There is no other character in The Mascherari, apart from Francesco Visconti, who is more taunted than Rolandino. 

When we first encounter the broker, he is brash and boastful but it conceals his anxieties and deep animosity. 

Later in prison, he is haunted, weepy and incoherent. The Council of Ten assert that he must be mad. Madness is what I see in Riccardo Scarmacio's unruly, intense gaze. It's great! 

I like his energy, a quality that could translate into violence - something that Rolandino exhibits in the story more than others notably in his cruel treatment of our maskmaker, Francesco Visconti.

I also feel that this Italian actor could portray emotional desperation - he could be that guilt-ridden man, and I think he would be a delicious victim for our witch. 

Almoro Donato - Terrance Stamp

The Council of Ten member must inspire fear, respect and everything that is powerful about the Venice Republic. 

He must seem respectable, knowledgeable and wise. There must be authority in his demeanor while his facial structure should not depart widely from Mark Strong's to make it more plausible that this one could disguise himself as the Council member and break into the secret archives of the palace...

Terrance Stamp is perfect.  He will need to wear brown contact lenses.

Francesco Visconti - Leonardo di Caprio

Do you sometimes want to challenge actors? I have seen so much bravado and self-sufficiency in Leonardo di Caprio. Even when he is vulnerable, he never looks downtrodden enough. 

I want to see him broken. I want to see him as the Milanese, Francesco Visconti. Penniless, maintained for years by his beautiful wife, Magdalena, a newly-taught artist with a complete ignorance of the treachery in others' hearts.  In a world of schemers and hypocrites, himself incapable of masks and the victim of foul murder, Francesco Visconti IS the mascheraro.  

Francesco is that soul who is wronged.  What attracts Magdalena is that Francesco is the complete opposite of Giacomo Contarini.  

Can Di Caprio portay a character devoid of pride, can he be vulnerable? Can he make you cry? I know he can do it. 

Francesco Visconti is older than the actor but as we saw with his recent beard-do in The Revenant, Di Caprio can easily pull off a more mature look.  He will need to whiten his hair and put on a little weight.

Battista Alberti - Richard Madden

In all evidence from 15th century sculptures and portraits, our Italian Renaissance Man with his generous curls and well-formed lips was ever boyish and good looking.

For the first time in cinema's history, Leon Battista Alberti will come to life through no other than actor, Richard Madden. Incidentally Richard has just been cast as another Florentine for a TV series covering the Medici family. I had no idea he would interpret Cosimo de Medici when I made my decision.

The Game of Thrones actor resembles Alberti nicely - he can also do fresh-faced, as he did in Cinderella, but we will limit it to just enough youthful charm.

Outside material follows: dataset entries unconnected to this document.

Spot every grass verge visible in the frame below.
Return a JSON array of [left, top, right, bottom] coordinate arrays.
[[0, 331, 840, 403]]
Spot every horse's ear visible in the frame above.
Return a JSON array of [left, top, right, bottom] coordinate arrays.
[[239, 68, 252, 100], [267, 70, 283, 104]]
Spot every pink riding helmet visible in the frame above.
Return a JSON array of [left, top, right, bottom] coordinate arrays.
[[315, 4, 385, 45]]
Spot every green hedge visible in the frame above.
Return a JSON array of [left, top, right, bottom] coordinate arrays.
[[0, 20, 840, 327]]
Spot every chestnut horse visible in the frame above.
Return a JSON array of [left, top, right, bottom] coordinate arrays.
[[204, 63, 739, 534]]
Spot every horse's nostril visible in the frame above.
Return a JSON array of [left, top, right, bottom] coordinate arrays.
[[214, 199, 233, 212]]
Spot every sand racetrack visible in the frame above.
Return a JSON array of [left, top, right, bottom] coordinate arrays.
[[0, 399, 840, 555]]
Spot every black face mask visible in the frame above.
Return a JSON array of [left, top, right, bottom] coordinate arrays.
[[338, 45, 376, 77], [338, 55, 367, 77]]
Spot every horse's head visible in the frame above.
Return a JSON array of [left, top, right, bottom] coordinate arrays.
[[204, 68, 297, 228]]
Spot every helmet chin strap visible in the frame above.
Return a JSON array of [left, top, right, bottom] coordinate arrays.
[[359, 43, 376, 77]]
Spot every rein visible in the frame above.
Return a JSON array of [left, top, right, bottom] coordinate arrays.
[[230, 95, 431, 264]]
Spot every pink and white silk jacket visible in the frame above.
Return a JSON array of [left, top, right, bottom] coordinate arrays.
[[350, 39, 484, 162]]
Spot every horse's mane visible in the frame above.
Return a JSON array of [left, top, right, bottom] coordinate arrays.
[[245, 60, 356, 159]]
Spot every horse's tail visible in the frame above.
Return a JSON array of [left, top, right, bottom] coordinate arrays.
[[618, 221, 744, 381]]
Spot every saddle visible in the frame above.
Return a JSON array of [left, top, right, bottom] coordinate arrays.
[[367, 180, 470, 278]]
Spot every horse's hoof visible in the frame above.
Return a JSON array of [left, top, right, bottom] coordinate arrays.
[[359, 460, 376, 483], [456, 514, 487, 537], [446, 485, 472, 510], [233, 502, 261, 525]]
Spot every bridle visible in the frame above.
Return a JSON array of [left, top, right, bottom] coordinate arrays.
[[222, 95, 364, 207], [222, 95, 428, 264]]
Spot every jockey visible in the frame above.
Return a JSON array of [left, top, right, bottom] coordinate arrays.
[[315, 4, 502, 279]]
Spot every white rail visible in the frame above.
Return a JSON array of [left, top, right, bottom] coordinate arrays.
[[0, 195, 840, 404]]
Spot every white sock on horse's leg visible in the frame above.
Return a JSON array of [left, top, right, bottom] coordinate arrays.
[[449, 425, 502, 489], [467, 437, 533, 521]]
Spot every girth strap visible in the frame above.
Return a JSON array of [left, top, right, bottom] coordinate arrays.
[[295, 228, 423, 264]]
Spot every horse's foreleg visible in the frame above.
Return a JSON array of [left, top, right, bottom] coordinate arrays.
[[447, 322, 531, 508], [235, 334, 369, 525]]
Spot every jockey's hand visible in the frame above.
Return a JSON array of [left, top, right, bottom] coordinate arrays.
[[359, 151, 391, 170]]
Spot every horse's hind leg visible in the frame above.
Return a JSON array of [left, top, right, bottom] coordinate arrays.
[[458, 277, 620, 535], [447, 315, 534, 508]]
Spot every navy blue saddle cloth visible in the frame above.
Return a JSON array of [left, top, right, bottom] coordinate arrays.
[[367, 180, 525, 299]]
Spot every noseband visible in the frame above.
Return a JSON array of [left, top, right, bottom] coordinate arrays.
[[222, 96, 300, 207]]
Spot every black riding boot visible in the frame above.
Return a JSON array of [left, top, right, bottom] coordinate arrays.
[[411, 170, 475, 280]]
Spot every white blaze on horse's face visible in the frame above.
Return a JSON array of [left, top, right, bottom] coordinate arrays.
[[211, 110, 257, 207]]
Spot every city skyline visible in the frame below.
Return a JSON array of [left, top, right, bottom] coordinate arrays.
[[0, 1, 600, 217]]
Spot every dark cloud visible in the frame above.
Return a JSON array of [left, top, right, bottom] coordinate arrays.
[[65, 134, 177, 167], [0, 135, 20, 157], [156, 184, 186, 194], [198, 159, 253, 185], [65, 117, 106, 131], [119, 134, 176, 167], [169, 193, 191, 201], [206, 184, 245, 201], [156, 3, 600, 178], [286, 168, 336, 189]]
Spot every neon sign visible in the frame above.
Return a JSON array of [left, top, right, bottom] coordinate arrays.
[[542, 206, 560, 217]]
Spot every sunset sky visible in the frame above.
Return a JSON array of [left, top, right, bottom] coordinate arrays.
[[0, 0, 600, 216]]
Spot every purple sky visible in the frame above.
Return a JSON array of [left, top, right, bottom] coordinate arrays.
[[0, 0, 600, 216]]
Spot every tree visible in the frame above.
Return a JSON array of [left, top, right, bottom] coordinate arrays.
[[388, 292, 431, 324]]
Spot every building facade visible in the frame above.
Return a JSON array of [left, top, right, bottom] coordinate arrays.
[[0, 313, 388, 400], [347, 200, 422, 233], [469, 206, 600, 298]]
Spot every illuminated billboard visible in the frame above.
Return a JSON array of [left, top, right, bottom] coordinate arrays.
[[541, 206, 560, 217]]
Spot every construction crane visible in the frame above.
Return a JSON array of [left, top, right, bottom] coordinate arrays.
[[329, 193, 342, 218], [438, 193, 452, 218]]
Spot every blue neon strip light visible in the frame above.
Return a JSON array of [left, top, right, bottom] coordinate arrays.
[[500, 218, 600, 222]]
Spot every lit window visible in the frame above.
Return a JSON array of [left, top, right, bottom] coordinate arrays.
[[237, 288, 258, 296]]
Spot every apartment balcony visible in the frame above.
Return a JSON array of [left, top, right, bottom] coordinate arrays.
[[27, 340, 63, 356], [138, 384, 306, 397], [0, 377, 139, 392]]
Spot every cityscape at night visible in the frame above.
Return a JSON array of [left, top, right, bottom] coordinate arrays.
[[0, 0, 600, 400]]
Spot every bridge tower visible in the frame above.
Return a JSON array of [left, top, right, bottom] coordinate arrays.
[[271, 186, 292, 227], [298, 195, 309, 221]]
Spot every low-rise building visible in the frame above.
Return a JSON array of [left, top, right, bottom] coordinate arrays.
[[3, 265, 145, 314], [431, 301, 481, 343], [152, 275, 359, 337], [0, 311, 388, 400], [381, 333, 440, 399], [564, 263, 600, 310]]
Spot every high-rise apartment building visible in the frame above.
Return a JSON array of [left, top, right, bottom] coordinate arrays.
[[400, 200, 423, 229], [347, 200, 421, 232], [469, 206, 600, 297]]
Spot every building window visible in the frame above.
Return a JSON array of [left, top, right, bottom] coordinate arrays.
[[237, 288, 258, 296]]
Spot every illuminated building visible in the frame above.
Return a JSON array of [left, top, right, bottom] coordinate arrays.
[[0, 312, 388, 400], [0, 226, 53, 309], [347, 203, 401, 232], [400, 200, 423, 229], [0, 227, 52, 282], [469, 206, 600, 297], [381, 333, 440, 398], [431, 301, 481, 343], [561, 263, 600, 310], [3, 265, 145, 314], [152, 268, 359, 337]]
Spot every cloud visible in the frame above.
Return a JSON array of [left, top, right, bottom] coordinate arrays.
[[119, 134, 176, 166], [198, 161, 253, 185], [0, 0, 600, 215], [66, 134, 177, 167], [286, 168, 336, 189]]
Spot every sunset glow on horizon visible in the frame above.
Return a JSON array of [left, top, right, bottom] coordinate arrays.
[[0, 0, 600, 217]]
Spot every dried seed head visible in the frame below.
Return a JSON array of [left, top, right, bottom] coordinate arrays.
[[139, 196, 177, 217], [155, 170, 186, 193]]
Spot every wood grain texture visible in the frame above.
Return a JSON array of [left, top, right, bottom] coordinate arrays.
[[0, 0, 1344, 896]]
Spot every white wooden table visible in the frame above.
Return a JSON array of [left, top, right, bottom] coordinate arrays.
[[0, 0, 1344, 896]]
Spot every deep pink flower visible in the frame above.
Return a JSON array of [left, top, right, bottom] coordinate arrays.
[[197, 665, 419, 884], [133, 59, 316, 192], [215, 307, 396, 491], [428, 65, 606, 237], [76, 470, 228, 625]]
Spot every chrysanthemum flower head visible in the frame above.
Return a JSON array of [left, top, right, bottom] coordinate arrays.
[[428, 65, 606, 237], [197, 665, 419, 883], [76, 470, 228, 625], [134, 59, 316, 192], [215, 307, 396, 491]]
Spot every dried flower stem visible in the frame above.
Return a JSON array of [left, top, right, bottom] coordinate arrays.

Times are hard when you are an orphaned, disinherited youth, striving to study and survive in the Venice Republic. Thank heavens, the nineteen year old Alberti has learned to use his wits, and will soon employ his secret talents to come to Antonio da Parma's aid.

That is the cast so far, I hope to supplement as I go along. What are your thoughts? Have you read the book and who do you see as playing the characters?

The casting is almost done.  That's the easy part. Now I just need 30 million dollars.